Fundamentally, anyone who thinks the Astros' offense "disappeared" in the Series wasn't paying attention to a) the Astros' season b) the NLDS or c) the NLCS. The Astros don't have an offense; they have good pitching and get the occasional 280 foot dinger at home. They do have good defense, but all you need to do is look at Clemens' ERA and win-loss record. They don't have an offense. As I mentioned earlier here, I was confident that the Cardinals would win because they did have an offense, which is why their record against the 'stros was so dominating all season long.
McCarver (and Joe Buck, whose comments struck me as alternating between vacuous and simply stupid--and I grew up listening to his dad--didn't have the advantage Jack did, of learning from Harry Carey) consistently got this wrong. Look at the Average w/RISP in the categories a) b) and c) above. I bet they are embarrassing.
The question isn't how the Sox beat them, that's easy: better offense, better defense, better pitching, better managing (although Garner didn't have much to work with, and didn't make too many glaring errors), better energy, better attitude. The Sox acted like they expected to win; the Astros acted like they were surprised to be in the Series.
They should have acted that way. They got two phenomenal pitching performances from Oswalt, a couple of cheap home runs, and the Cardinals didn't play very well at all. Thus the Astros beat them in 6 and staggered into the Series.
Is this an excuse for the Cardinals? Hardly; the Cardinals played quite badly, and Edmonds, oy, Edmonds. The games were generally very close, and could have gone either way; imagine Rodriguez's ball is 5 feet to the left: Tavares doesn't catch it, Cards win. Imagine Lane doesn't catch Eckstein's ball early in game 2; the whole game changes. Imagine Morris pitches well in the postseason (ok, even my imagination isn't that good). The Cardinals lost, and deserved to, but anyone who thought the Astros should have won the Series was confused.
I'm one of them; I picked them to win in 6, oddly enough thinking a) they would get better pitching and b) Morris Ensberg might finally be able to hit his ass using both hands. I was wrong on both counts. Oswalt blowing up, giving up 5 runs in one inning, was hard to predict or believe.
This takes nothing away from the Sox, who absolutely dominated the postseason. Cleveland was the only team who seems to have challenged them this year, as it turned out. They clearly deserved the title. I just would have liked the Cards to have played the Astros a bit better, and seen what happened in a Cards' Series with the Sox; hey, they couldn't have lost any faster than the Astros, and might have done it with a bit more panache, a bit more effort, and bit more class (perhaps learning a lesson from the other Sox).
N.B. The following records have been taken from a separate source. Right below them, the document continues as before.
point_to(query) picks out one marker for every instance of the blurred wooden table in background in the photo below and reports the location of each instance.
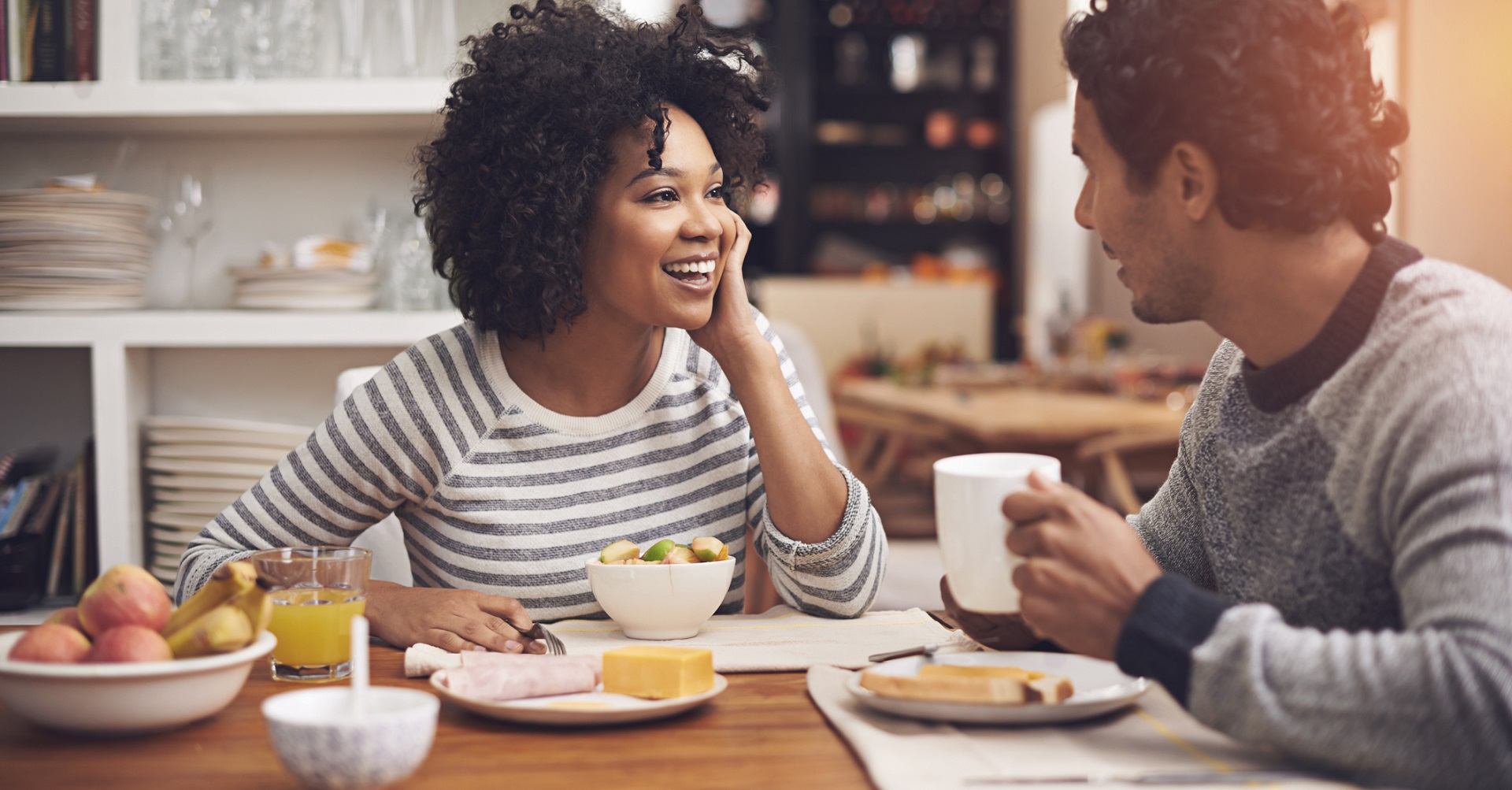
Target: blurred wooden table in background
(928, 423)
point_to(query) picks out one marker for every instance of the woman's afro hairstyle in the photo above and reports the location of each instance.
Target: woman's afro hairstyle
(1278, 91)
(509, 185)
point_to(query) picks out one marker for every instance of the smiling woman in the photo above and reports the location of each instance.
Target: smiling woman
(611, 380)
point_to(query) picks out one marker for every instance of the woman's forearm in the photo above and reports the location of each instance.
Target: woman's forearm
(805, 491)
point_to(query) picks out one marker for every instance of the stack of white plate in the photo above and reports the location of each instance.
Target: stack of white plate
(302, 289)
(195, 468)
(73, 250)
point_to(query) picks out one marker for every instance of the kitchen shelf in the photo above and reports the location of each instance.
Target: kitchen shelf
(121, 346)
(221, 106)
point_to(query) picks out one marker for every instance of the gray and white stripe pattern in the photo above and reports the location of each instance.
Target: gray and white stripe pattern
(499, 495)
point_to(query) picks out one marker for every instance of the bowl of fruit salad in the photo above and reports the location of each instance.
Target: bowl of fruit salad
(664, 592)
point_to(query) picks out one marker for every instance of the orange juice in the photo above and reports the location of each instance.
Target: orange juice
(315, 625)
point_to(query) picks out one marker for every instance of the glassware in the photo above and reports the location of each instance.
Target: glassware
(253, 57)
(410, 284)
(317, 592)
(208, 39)
(161, 39)
(298, 39)
(354, 52)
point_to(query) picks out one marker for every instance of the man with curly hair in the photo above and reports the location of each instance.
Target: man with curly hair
(611, 380)
(1328, 569)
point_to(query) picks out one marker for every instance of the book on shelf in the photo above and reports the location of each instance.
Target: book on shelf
(46, 536)
(49, 39)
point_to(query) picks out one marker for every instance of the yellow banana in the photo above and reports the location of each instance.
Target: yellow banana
(224, 629)
(258, 604)
(227, 581)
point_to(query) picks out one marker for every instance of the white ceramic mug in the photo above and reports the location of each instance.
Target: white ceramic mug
(971, 527)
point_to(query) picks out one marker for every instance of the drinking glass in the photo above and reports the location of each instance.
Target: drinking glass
(161, 41)
(317, 594)
(187, 215)
(968, 515)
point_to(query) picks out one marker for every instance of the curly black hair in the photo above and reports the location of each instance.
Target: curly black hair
(507, 187)
(1277, 91)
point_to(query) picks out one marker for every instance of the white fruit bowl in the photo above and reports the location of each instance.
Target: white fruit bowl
(124, 698)
(662, 601)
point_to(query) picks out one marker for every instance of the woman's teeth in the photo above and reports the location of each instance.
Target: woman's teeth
(699, 267)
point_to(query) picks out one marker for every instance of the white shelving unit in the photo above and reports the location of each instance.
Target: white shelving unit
(120, 364)
(292, 158)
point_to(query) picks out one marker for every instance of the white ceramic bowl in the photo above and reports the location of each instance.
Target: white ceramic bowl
(324, 745)
(124, 698)
(662, 601)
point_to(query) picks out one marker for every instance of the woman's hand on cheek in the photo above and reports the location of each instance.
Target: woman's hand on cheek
(731, 328)
(451, 619)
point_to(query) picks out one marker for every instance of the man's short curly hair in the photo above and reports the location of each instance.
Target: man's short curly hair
(509, 185)
(1277, 91)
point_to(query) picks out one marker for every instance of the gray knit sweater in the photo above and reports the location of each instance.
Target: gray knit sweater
(1337, 535)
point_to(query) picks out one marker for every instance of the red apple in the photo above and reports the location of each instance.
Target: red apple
(52, 643)
(124, 595)
(131, 643)
(67, 616)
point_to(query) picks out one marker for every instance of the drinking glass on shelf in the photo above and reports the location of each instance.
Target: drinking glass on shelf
(187, 217)
(208, 38)
(161, 39)
(317, 592)
(253, 55)
(298, 39)
(354, 52)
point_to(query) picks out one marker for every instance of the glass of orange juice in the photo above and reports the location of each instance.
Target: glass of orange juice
(317, 592)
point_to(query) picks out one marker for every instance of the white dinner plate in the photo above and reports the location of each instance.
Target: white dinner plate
(195, 466)
(235, 484)
(584, 709)
(223, 424)
(1099, 688)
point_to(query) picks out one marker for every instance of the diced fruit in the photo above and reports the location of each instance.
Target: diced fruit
(131, 643)
(680, 556)
(658, 673)
(621, 550)
(660, 550)
(124, 595)
(52, 643)
(710, 550)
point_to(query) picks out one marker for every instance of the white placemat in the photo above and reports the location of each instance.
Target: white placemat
(782, 639)
(1155, 736)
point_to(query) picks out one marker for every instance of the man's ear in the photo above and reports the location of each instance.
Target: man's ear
(1195, 176)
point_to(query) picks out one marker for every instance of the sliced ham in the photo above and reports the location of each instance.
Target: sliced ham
(540, 675)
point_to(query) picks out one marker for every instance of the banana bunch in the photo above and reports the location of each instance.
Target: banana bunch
(226, 615)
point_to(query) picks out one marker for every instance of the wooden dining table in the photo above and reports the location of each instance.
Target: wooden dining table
(762, 732)
(943, 420)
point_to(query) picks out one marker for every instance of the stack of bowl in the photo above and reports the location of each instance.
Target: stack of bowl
(195, 468)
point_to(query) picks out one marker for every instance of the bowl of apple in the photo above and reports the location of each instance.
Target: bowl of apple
(664, 592)
(126, 662)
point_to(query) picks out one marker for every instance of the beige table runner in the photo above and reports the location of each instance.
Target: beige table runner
(782, 639)
(1154, 737)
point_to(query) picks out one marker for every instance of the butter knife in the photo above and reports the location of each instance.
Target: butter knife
(1203, 777)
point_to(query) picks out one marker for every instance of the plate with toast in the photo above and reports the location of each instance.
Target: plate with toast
(997, 688)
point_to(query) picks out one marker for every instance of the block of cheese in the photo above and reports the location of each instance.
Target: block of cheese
(976, 684)
(658, 673)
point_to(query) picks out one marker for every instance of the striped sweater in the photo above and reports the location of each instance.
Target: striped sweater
(501, 495)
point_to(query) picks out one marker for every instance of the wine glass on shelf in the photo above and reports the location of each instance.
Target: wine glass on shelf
(187, 218)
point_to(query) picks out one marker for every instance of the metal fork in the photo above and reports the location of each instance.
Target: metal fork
(554, 643)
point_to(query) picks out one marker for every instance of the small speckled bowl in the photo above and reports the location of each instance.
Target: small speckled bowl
(325, 747)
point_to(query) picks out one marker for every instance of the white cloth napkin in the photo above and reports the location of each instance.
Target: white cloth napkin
(1155, 736)
(782, 639)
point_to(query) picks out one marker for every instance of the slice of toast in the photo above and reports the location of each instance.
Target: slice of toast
(973, 684)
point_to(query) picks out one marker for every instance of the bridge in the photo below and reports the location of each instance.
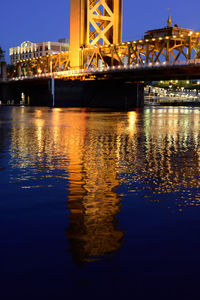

All I will remember about the Astros series is the whining about the roof (which the Astros, for some reason, got to keep closed during the NLCS, but not in the Series: how come???) and the generally pathetic offense of a generally pathetic offense. Some Series get nicknames: the Subway Series, the I-70 Series, the Bay Series.
I suggest for the 2005 version we refer to it as "The Euthanasia Series."